The majority of people detained after crossing the Channel to the UK in recent years have been referred as potential victims of modern slavery.
Almost all of those who came under the National Referral Mechanism (NRM) while awaiting their return from the UK were subsequently released from detention, the Home Office said.
Research published by the department on Tuesday said that, where people were detained for return having crossed the Channel in 2021, almost three-quarters were referred under the NRM – a system which identifies potential victims of modern slavery and human trafficking so their case can be considered.
For the period between January and September 2022 it was lower, at two-thirds.
Under the process, potential survivors are expected to be given an initial decision such as this on their case within five working days, and a “conclusive grounds” decision as soon as possible thereafter.
The Home Office said most people in its analysis are yet to receive a final decision.

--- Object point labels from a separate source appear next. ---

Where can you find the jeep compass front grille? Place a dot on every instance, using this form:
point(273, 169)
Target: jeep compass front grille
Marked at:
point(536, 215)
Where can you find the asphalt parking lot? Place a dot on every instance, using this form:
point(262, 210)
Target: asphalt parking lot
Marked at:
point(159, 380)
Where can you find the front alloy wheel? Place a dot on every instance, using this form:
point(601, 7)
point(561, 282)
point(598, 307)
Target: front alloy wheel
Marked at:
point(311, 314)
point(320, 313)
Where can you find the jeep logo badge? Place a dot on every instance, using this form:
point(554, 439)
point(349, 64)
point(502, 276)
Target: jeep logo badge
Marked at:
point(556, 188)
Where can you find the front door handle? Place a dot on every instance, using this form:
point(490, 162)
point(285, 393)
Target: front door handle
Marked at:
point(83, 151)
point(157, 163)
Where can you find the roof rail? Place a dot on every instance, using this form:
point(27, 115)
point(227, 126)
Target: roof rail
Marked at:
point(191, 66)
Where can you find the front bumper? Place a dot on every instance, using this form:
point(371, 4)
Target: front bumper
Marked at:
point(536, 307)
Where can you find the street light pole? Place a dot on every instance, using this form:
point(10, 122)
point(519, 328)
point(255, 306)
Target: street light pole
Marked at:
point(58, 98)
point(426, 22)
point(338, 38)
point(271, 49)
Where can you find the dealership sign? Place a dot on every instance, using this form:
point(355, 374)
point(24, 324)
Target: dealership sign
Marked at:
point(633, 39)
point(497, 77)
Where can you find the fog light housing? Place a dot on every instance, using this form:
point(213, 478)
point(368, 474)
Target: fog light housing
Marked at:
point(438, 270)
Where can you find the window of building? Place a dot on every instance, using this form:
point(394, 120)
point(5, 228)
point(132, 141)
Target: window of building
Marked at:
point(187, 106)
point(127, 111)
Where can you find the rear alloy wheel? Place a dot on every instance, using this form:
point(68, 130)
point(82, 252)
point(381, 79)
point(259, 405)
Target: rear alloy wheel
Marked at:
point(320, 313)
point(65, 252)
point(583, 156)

Up to 2021, at least 80% of people were released proactively by the Home Office, the research said, but in 2022 more than half were granted bail by an immigration judge.
The Home Office said that, where people were not detained for return from the UK, the percentage of people who arrived in 2021 being referred to the NRM within three months was less than 3%.
It soared from 6% of detentions in 2019 involving a referral to 53% in 2020 and 73% in 2021.
Of the 1,305 people detained for return having crossed the Channel between January and September 2022, 842 were referred to the NRM and 780 received a positive “reasonable grounds” decision.
This was up from 831 detained in 2019, 50 of whom were referred to the NRM and 36 given a positive initial decision.
The referral rate has since fallen slightly, the Home Office said, to 65% for detentions ending between January and September 2022.
The latest overall figures for modern slavery published last week showed 16,938 potential victims were referred to the Home Office in 2022 – the highest annual number since the NRM began in 2009.
This rose by a third (33%) compared with the previous year, which saw 12,706 potential victims referred.
The Government said more referrals from first responders have driven the increase and that it could be linked to the rise in detections at the border, particularly the large rise in Channel crossings.